Dalam luasnya jagat raya, evolusi bintang merupakan misteri ilmiah yang menarik. Perubahan, kehidupan, dan kematian bintang yang tak terbatas selalu disertai dengan pelepasan energi dan transformasi kimia yang tak terhitung jumlahnya. Di antaranya, fenomena kilatan helium, khususnya proses pengubahan hidrogen menjadi helium selama tahap evolusi bintang raksasa merah, menghasilkan energi dan panas yang luar biasa. Ini merupakan area yang sangat memprihatinkan bagi para ilmuwan dan penggemar astronomi.

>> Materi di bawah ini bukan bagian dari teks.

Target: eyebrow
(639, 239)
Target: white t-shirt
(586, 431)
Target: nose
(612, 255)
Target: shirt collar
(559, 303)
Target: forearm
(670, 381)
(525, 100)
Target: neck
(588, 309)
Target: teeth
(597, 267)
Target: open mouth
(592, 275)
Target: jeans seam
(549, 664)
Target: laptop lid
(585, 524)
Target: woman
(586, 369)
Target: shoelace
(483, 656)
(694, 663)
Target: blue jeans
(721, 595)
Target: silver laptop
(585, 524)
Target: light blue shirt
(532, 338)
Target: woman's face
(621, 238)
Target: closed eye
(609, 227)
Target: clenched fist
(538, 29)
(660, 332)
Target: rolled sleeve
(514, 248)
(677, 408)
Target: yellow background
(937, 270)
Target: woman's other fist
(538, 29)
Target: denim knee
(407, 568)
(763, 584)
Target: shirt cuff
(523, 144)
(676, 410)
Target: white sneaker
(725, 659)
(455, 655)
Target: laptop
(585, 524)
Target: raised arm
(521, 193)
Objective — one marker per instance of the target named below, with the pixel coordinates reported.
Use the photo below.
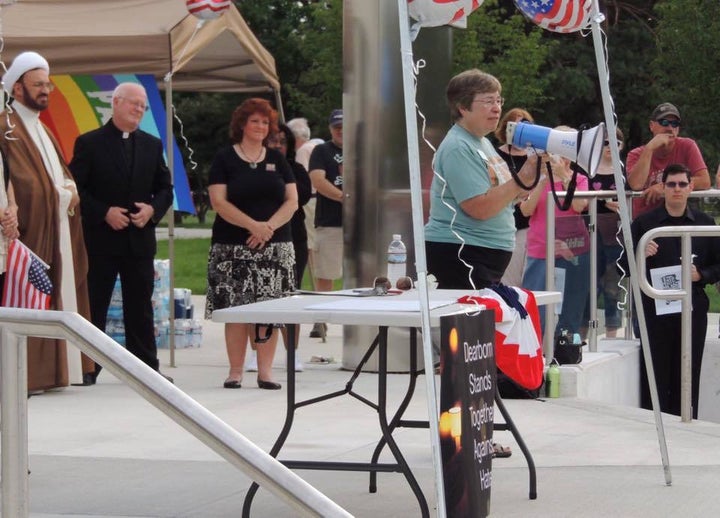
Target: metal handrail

Raksasa merah merupakan tahap penting dalam evolusi bintang. Ketika bintang bermassa rendah (seperti bintang dengan massa antara 0,8 dan 2,0 massa matahari) menghabiskan hidrogen di intinya, mereka memasuki tahap raksasa merah. Selama proses ini, helium terakumulasi di inti bintang, dan saat hidrogen dikonsumsi, struktur intinya mengalami perubahan dramatis.
Ketika hidrogen dikonsumsi, intinya mulai didominasi oleh helium. Saat tekanan dan kepadatan inti meningkat, suhu internal akan meningkat secara bertahap, akhirnya mencapai suhu kritis yang dapat memulai fusi nuklir helium.
Pada titik ini, tekanan termal di inti tidak dapat lagi secara efektif menahan pengaruh gravitasi, menyebabkan bintang mulai menyusut dan meningkatkan suhunya. Begitu suhu inti mencapai sekitar 100 juta derajat, helium dapat mulai melebur, sebuah fenomena yang disebut kilatan helium. Partikel helium dalam sistem melebur dengan cepat untuk menghasilkan karbon melalui proses tiga alfa, melepaskan energi pada kecepatan yang tak terbayangkan.
Kilatan helium adalah fenomena fusi nuklir termal yang berlangsung singkat. Laju pelepasan energinya sebanding dengan pelepasan energi seluruh galaksi. Energi yang menakjubkan ini membuat kita tidak dapat berhenti memikirkan misteri alam semesta.
Karena helium flash terutama terjadi jauh di inti bintang, meskipun melepaskan sejumlah besar energi, hal itu hampir tidak terlihat oleh dunia luar. Meskipun proses ini tidak dapat diamati secara langsung, hal ini memberikan banyak data bagi para astronom untuk memahami siklus hidup bintang.
Setelah helium flash, ekspansi dan pendinginan inti akan terjadi dengan cepat, dan permukaan bintang akan mendingin dan menyusut dengan cepat hanya dalam beberapa dekade. Selama periode ini, perubahan pada inti sangat signifikan. Biasanya, massa inti helium mencapai sekitar 40% dari massa bintang, dan sekitar 6% dari massa inti diubah menjadi karbon.
Setelah kilatan helium utama, saat inti berubah, terjadi kilatan sekunder, yang merupakan fenomena ketidakstabilan berdenyut yang berlangsung lebih singkat dan dapat berlangsung selama beberapa jam hingga beberapa hari. Perubahan yang disebabkan oleh sub-kilatan ini menyebabkan bintang terus mengubah struktur internal dan karakteristik radiasi eksternalnya dalam kondisi yang belum pernah terjadi sebelumnya.
Saat raksasa merah berevolusi lebih lanjut, perubahan dan reaksi di inti terus memengaruhi dinamika bintang secara keseluruhan selama proses fusi helium.
Di beberapa galaksi biner tertentu, gas hidrogen dapat memasuki permukaan katai putih melalui akresi bintang pendamping, yang menghasilkan serangkaian reaksi fusi. Jika jumlah hidrogen mencapai tingkat tertentu, hal itu dapat menyebabkan terjadinya kilatan helium di permukaan. Proses fusi nuklir ini tidak hanya meningkatkan pemahaman kita tentang struktur internal bintang, tetapi juga membantu menjelaskan pembentukan dan evolusi unsur-unsur selama pembentukan banyak benda langit, supernova, dan galaksi.
Secara keseluruhan, kilatan helium merupakan fenomena astronomi yang sangat menarik. Hal ini tidak hanya menunjukkan transformasi materi dan operasi energi di alam semesta, tetapi juga mencerminkan prinsip-prinsip mendalam evolusi bintang. Dengan kemajuan ilmu pengetahuan dan teknologi, fenomena misterius ini akan terus menarik kita untuk menjelajah dan berpikir: Rahasia apa yang belum terpecahkan yang dapat kita temukan di alam semesta yang kita ketahui?